A Critique of Time in Shakespeare Wordsworth Iqbal and T.S. Eliot
Contents: Preface. 1. Time in Shakespeare’s Sonnets. 2. Wordsworth and the Spots of Time. 3. Iqbal’s engagement with time. 4. Islamic atomism: time and space in Iqbal. 5. Concept of time in Eliot’s Four Quartets. Index.
Adapting the title of Kant’s celebrated treatise Critique of Pure Reason this book is focused on the nexus of relationship between time and the timeless: this has been explored by Shakespeare in terms of ambiguities of human love; by Wordsworth, by evocation of a congeries of memories leading on to emergence of imaginative wholes and by Iqbal and Eliot, speculative thinkers alike, by polarization of time and eternity.

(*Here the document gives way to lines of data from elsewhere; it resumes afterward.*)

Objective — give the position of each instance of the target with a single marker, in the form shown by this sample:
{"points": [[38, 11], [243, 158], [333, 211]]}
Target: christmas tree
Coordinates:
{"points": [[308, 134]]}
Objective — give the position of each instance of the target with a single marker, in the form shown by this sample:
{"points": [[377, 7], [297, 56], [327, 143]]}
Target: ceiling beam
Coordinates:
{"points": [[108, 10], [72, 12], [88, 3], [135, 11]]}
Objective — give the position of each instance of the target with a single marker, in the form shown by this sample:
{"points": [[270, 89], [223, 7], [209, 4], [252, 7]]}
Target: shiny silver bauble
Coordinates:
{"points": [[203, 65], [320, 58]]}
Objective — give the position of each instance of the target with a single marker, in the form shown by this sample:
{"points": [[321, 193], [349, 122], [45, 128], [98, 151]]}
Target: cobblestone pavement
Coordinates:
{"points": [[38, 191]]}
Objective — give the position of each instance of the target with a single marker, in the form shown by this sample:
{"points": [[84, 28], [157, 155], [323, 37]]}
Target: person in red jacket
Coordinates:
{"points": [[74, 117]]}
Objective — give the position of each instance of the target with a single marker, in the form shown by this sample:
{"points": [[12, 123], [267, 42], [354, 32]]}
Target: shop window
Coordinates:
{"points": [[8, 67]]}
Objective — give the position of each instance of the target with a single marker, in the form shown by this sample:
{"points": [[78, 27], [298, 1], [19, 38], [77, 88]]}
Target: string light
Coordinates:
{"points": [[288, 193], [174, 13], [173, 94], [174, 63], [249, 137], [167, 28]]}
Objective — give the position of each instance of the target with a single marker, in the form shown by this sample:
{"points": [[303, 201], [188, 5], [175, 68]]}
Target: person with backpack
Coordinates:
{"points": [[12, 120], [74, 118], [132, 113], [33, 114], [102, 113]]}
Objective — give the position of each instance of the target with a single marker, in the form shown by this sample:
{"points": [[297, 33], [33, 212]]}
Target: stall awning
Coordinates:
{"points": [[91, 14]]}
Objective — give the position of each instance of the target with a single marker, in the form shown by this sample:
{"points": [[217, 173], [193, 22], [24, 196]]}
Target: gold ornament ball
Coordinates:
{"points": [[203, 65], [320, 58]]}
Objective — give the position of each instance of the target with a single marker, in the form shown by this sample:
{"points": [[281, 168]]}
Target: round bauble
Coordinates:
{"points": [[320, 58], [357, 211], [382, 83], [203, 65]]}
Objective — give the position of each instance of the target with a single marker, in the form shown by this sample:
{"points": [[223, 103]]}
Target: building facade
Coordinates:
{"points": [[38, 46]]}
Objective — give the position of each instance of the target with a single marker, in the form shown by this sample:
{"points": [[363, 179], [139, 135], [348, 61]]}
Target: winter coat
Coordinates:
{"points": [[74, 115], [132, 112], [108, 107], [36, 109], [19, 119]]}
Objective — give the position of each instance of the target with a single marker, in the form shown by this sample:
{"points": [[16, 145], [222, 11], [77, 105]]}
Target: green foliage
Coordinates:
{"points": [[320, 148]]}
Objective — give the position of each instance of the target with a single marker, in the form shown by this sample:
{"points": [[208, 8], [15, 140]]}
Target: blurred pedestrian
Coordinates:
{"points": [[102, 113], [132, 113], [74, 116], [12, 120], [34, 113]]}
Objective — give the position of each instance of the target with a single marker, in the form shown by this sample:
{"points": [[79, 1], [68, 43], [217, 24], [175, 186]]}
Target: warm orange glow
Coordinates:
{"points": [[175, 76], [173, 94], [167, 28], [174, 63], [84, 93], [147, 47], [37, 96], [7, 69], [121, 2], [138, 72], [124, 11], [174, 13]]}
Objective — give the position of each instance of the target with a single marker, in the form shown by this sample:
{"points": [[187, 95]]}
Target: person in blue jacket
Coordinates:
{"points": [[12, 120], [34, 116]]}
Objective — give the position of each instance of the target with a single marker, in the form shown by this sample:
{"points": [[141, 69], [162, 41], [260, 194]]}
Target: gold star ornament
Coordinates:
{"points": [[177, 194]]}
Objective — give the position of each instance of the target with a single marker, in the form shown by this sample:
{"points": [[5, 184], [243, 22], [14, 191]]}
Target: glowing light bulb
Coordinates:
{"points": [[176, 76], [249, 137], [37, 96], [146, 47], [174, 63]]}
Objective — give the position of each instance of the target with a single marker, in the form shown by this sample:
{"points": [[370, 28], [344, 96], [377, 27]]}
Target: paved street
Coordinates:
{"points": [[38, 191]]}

Both of them recognize and highlight the role of history in the conundrum of daily living and concede the ineluctability of destiny in the affairs of men. Both of them are deeply fascinated by the juxtaposition of becoming and being the temporal processes on the one hand and the primordial or existenz on the other. Most exciting and enjoyable in this respect is the linguistic finesse and density and subtlety of meaning achieved through the deft ordering of image and symbol by these three outstanding British poets and the distinguished Urdu poet, Iqbal.